I have run, several times, plist to trash in library>plist for apps mentioned. Repair on disk utility. I cannot figure out when to let go of the keyboard when getting to fsck -y . It seems to keep scrolling. I think this is me that is unsure of when to let the key go to let the program run. I normally let it go as soon as the black screen and white text starts up.

I just need to get a little better grip on the details or you can tell me what is going on here if you would be so kind.


----------



## TBC (Apr 17, 2009)

Well, I used to be a member when I had my PC. If this is the same forum that I was attached to then, that went off the air for some time; the name is the same, I believe, then this is a mess as to Mac.

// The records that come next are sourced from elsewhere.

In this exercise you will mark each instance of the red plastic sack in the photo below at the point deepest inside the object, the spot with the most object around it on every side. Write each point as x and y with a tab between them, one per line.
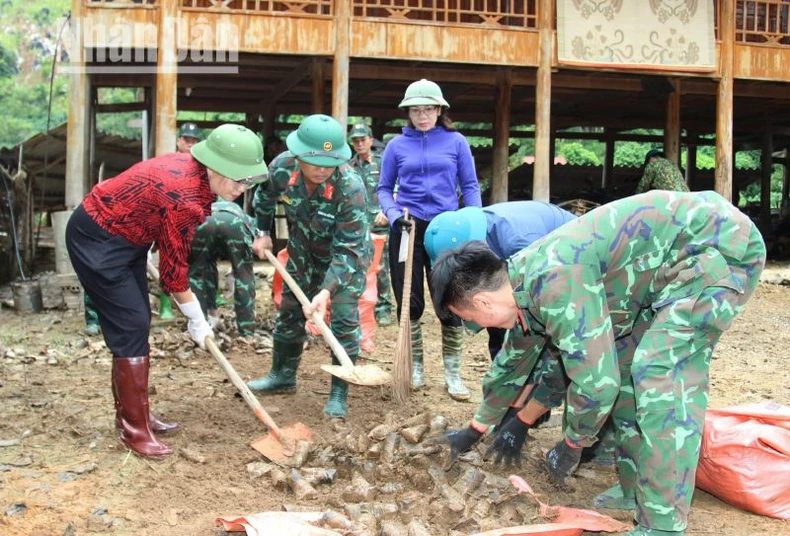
367	302
745	457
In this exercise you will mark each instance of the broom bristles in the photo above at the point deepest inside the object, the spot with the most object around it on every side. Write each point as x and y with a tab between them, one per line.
401	375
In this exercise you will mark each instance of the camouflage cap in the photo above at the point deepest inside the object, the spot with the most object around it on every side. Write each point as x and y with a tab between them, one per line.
360	130
190	130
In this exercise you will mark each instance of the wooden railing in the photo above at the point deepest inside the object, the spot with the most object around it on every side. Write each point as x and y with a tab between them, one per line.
762	21
756	21
511	13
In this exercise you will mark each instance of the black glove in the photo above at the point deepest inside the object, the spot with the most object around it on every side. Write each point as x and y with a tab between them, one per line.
509	442
461	441
511	412
402	224
562	461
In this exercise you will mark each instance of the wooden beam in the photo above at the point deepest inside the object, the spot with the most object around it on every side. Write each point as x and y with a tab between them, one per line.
541	173
499	179
724	153
341	61
166	81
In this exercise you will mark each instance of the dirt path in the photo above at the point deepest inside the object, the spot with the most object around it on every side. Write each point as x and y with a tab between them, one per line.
69	475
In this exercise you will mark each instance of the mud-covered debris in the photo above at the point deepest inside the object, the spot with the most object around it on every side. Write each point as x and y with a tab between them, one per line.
393	528
416	528
359	490
301	487
389	446
258	469
414	434
318	475
191	455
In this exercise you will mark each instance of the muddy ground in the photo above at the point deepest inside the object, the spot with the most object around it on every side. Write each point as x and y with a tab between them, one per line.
63	471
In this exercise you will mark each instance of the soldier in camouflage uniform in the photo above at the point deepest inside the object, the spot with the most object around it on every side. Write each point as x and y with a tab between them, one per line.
227	233
329	247
661	174
633	296
367	162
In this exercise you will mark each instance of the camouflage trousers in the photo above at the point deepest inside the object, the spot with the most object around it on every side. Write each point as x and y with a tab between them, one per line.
660	411
289	325
203	273
383	285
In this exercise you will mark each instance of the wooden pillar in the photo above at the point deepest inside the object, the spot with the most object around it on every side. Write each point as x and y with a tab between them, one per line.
608	160
672	124
78	127
691	160
317	77
766	167
501	168
543	159
724	148
341	61
166	79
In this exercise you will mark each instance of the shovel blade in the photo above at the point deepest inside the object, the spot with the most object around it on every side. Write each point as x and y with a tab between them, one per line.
279	451
368	375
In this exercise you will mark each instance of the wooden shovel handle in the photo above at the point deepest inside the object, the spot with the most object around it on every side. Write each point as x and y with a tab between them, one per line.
329	337
245	392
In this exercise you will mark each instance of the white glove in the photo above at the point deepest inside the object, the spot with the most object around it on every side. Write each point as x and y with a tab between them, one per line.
197	326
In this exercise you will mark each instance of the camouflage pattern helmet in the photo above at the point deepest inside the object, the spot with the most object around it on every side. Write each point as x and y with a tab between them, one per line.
423	93
319	141
233	151
450	229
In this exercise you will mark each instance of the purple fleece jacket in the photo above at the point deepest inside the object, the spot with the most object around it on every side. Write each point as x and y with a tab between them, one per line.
429	167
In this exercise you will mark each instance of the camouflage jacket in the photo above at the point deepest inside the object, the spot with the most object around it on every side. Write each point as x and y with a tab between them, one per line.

I am disappointed by the lack of response or the attention that is lacking. Terrible practice you know. No help. OK, I guess this is now the way of the world. TBC


----------



## aydj (Apr 27, 2009)

I am running a Mac Pro and had this same issue with optical drive not responding to the keyboard eject button, however I found I could eject the drive from Windows under VMWare Fusion, which I already had running at the time.

Consequently when I exited out of Windows I could then use the eject button on the keyboard to open and shut the optical drive without having to reboot.

Cheers,

aydj


----------



## Pawn3d (Apr 13, 2008)

1) Create new profile.
2) Hit eject button.
3) report back. (PM me, if I forget this thread.)


----------